To: Alighieri who wrote (520547)10/14/2009 11:13:18 AM
From: longnshort  Respond to of 1575654
 
'WHINER IN CHIEF'

"The Obama administration really needs to get over itself," the liberal Nation magazine's John Nichols writes at www.thenation.com.

"First, the president and his aides go to war with Fox News because the network maintains a generally anti-Obama slant.

"Then, an anonymous administration aide attacks bloggers for failing to maintain a sufficiently pro-Obama slant.

"These are not disconnected developments," Mr. Nichols said.

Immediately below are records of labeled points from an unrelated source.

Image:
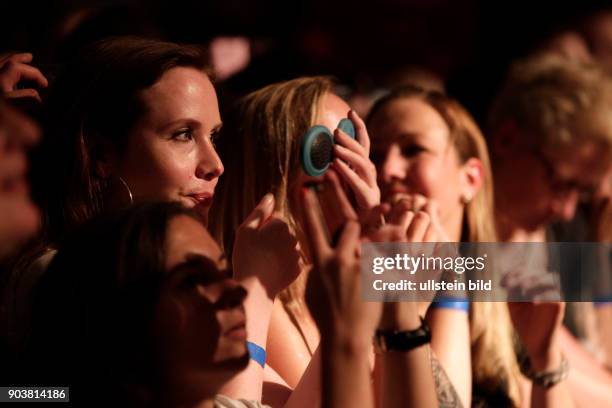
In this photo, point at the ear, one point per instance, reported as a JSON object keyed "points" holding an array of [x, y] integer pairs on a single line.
{"points": [[472, 178], [506, 138]]}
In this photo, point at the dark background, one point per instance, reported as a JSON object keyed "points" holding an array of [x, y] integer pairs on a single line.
{"points": [[468, 43]]}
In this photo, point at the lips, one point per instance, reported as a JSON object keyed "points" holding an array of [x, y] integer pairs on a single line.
{"points": [[202, 199], [237, 331]]}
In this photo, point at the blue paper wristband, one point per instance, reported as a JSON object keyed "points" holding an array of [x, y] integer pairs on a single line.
{"points": [[450, 303], [257, 353]]}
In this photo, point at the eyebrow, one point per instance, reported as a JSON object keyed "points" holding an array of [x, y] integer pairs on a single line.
{"points": [[191, 122]]}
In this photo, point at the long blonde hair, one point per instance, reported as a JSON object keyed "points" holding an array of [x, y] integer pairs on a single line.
{"points": [[494, 363], [261, 155]]}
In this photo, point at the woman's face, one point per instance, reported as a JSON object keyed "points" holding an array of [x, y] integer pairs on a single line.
{"points": [[413, 153], [170, 153], [200, 318]]}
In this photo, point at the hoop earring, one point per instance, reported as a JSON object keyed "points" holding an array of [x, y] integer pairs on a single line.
{"points": [[127, 188]]}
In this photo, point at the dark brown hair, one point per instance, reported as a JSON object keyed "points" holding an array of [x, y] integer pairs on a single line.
{"points": [[94, 308], [92, 106]]}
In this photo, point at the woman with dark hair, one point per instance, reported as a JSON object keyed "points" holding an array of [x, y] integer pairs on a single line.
{"points": [[139, 309], [129, 120]]}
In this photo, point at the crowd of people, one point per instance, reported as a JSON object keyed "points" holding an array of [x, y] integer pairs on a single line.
{"points": [[162, 247]]}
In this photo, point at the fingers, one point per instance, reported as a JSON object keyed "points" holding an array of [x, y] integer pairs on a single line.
{"points": [[340, 137], [315, 231], [12, 72], [360, 131], [23, 57], [342, 200], [262, 212], [358, 185], [23, 93], [349, 240], [361, 165]]}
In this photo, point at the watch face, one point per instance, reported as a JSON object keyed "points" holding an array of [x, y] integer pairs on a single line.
{"points": [[390, 340]]}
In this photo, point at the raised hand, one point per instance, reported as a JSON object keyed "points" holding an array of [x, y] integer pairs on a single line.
{"points": [[333, 293], [354, 165], [538, 325], [16, 68], [266, 249]]}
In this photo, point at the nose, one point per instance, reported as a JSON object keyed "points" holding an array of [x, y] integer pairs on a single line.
{"points": [[210, 166], [564, 207], [232, 295], [395, 166]]}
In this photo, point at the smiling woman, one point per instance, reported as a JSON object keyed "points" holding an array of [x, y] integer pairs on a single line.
{"points": [[155, 321]]}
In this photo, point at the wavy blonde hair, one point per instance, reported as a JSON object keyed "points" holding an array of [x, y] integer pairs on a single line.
{"points": [[261, 155], [494, 363]]}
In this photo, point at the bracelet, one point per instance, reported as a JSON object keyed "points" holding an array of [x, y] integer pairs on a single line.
{"points": [[545, 379], [401, 340], [257, 353], [451, 303]]}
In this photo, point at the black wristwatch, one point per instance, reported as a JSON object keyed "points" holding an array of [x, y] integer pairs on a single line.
{"points": [[401, 340]]}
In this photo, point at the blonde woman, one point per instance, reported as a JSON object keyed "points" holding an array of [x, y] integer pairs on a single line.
{"points": [[428, 149], [261, 155]]}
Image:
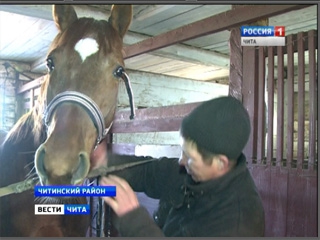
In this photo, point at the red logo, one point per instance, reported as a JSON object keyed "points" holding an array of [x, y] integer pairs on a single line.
{"points": [[279, 31]]}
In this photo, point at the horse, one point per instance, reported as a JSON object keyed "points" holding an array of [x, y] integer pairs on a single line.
{"points": [[55, 142]]}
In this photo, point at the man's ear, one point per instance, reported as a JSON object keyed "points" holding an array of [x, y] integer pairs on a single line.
{"points": [[221, 163]]}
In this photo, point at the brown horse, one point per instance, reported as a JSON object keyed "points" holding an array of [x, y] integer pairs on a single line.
{"points": [[55, 140]]}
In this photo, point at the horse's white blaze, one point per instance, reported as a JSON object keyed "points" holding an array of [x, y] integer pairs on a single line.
{"points": [[86, 47]]}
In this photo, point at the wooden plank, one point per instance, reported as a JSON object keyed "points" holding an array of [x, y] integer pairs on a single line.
{"points": [[302, 209], [261, 177], [278, 195], [295, 46], [280, 105], [152, 119], [30, 85], [312, 98], [216, 23], [270, 104], [301, 101], [290, 99], [261, 107]]}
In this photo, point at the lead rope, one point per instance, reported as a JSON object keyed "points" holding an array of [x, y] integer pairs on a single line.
{"points": [[120, 72]]}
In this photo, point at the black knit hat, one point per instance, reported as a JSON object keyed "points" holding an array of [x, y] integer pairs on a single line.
{"points": [[220, 126]]}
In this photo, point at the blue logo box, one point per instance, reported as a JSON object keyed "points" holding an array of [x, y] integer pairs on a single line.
{"points": [[74, 191]]}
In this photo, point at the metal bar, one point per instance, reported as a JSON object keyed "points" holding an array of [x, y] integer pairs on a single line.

"An administration that won the White House with an almost always on-message campaign and generally friendly coverage from old and new media is now frustrated by its inability to control the debate and get the coverage it wants."

Mr. Nichols noted that NBC White House correspondent John Harwood reported that an anonymous White House "adviser" told him that liberal bloggers who have been criticizing the Obama administration need to take off their pajamas, get dressed and realize that governing a closely divided country is complicated and difficult.

Mr. Nichols added: "As for the Obama administration, whether the grumbling is about Republicans on Fox or bloggers in pajamas, there's a word for what the president and his aides are doing. That word is 'whining.' And nothing - no attack by Glenn Beck, no blogger busting about Guantanamo - does more damage to Obama's credibility or authority than the sense that a popular president is becoming the whiner in chief."



To: Alighieri who wrote (520547)10/14/2009 11:14:28 AM
From: longnshort  Read Replies (2) | Respond to of 1575654
 
OBAMA VS. FOX

"White House Communications Director Anita Dunn has decided to effectively declare war on Fox News," John Fund writes at www.opinionjournal.com.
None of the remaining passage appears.